Em 2026, a perceção do WordPress mudou. Já não é visto apenas como um motor de blogues. Amadureceu para um motor de API. Uma abordagem API-first significa que o núcleo da implementação é a estrutura dos dados e a sua acessibilidade, não o tema visual. O núcleo que usamos em produção é WordPress 7.1 (a 7.0 saiu a 20 de maio de 2026) sobre PHP 8.4. O frontend, quando existe à parte, é Astro 7, não um tema PHP a pintar HTML em cada pedido.
Para empresas, o WordPress funciona como o hub de conteúdos que alimenta o sítio público, a aplicação móvel e várias ferramentas internas. Para ter sucesso neste ecossistema, os programadores têm de ir além de wp_head() e wp_footer() e dominar a orquestração de dados headless. Em Portugal essa orquestração inclui um segundo contrato que o catálogo não cobre: quem emite a fatura, quem assina o callback da SIBS / IfthenPay / Eupago, e onde se guardam os tokens sob o RGPD e o critério da CNPD.
Neste guia de mais de 2500 palavras, cobrimos as estratégias e tecnologias do WordPress API-first em 2026. Filas, idempotência e reconciliação com o ERP estão no guia de arquitetura de integração WooCommerce ERP 2026. Aqui entra o corte das APIs numa migração de loja: mapa de URLs, cutover de webhooks e janela de escrita dupla.
Conheça os serviços headless WordPress e a integração WooCommerce ERP.
1. O que é o WordPress API-First?
O desenvolvimento tradicional começa pelo design. Um ficheiro do Figma chega à agência, o tema cresce à volta dele, e a API aparece no fim, se aparecer. No API-first o trabalho começa pelos custom post types e endpoints. Este corte tem consequências para a arquitetura, a escala e a manutenção. A loja portuguesa que só desenha o tema e deixa a faturação para “um plugin no fim” descobre o corte na primeira inspeção da AT, não no kick-off.
O contrato de dados
Define exatamente como os dados (artigos, produtos, utilizadores) vão ser estruturados e expostos. Esse contrato é a base sobre a qual o resto se constrói. Num projeto português o contrato também declara que campos o WordPress não emite: número de fatura, ATCUD, código de validação da série, QR do documento. Esses valores voltam do software certificado e guardam-se como metadado imutável da encomenda.

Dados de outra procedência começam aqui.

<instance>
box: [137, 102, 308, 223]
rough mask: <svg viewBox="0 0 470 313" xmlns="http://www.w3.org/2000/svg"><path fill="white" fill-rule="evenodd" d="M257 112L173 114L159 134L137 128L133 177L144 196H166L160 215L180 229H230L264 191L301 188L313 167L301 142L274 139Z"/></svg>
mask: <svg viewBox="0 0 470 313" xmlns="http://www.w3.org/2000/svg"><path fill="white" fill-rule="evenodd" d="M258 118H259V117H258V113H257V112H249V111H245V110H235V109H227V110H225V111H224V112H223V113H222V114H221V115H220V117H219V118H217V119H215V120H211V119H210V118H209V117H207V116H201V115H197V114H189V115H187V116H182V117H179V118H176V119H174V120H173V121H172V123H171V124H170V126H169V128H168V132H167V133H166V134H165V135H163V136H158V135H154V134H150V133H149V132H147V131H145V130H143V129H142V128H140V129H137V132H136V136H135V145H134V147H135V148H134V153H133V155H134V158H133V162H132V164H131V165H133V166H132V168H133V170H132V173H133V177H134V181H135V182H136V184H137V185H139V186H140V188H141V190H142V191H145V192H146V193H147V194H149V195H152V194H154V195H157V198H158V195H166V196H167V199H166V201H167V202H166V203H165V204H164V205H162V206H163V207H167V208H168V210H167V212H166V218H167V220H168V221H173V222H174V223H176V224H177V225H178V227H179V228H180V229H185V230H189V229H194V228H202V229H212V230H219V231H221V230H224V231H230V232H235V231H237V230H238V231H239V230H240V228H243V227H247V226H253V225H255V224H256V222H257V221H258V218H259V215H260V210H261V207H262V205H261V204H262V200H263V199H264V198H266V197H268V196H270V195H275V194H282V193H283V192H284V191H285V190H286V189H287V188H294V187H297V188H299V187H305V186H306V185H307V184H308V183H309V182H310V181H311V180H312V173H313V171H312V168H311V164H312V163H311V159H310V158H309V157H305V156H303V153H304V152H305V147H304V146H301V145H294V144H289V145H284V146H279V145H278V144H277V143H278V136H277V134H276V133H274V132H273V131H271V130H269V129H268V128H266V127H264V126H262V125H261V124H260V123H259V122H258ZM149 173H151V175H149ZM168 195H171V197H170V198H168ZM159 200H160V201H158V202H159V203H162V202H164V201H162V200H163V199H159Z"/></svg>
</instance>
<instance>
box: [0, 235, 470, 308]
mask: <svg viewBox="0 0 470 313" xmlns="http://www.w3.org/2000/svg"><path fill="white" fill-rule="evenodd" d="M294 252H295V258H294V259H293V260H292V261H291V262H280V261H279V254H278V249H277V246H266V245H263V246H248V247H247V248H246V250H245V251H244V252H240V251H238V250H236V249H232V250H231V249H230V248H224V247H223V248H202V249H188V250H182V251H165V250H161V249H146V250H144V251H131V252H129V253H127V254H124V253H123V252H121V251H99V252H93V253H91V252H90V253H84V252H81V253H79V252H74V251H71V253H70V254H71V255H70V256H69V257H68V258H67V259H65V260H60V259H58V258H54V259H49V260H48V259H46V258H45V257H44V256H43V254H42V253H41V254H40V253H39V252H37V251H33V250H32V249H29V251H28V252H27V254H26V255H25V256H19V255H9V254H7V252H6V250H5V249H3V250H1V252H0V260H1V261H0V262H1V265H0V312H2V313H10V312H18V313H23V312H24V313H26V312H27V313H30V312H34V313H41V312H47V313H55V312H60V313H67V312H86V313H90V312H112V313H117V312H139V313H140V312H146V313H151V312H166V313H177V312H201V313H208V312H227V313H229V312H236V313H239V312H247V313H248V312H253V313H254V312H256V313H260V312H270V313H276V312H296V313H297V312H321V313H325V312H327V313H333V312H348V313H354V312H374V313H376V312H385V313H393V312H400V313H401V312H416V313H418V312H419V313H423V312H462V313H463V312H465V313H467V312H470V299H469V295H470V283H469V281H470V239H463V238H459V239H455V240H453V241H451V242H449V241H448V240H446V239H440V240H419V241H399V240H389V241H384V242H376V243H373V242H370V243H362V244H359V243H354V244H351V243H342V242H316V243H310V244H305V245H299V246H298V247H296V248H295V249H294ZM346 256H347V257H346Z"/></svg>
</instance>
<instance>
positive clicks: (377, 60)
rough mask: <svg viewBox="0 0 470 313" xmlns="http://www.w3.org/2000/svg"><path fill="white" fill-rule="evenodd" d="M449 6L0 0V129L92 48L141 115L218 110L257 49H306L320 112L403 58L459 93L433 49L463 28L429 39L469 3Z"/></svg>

Exemplo de contrato de leitura (catálogo, não documento fiscal):
{
"endpoint": "/wp-json/v1/products",
"method": "GET",
"response": {
"id": "integer",
"sku": "string",
"name": "string (max: 200)",
"price": "float (2 decimals)",
"currency": "string (ISO 4217)",
"categories": "array<string>",
"availability": "enum: in_stock|out_of_stock|preorder",
"metadata": {
"seo_title": "string (max: 60)",
"seo_description": "string (max: 160)"
}
}
}
O contrato de escrita é outro objeto. Stock, preço e título não viajam no mesmo POST. Um bot de armazém que acerta qty não pode pisar tax_class. Um editor que publica um artigo não pode assinar um callback MB WAY.
Independência do backend
Quando a API está pronta, a equipa de Astro 7 e a equipa móvel trabalham em paralelo sobre a mesma fonte. O atraso deixa de ser “o tema ainda não tem o bloco”. Passa a ser “o endpoint ainda não devolve o campo”. Isso é visível, mensurável, e negociável.
Na prática, um projeto API-first em 2026 tem três artefactos no repositório antes da primeira linha de CSS:
- O esquema do CPT e das taxonomias, com os campos que o editor realmente preenche.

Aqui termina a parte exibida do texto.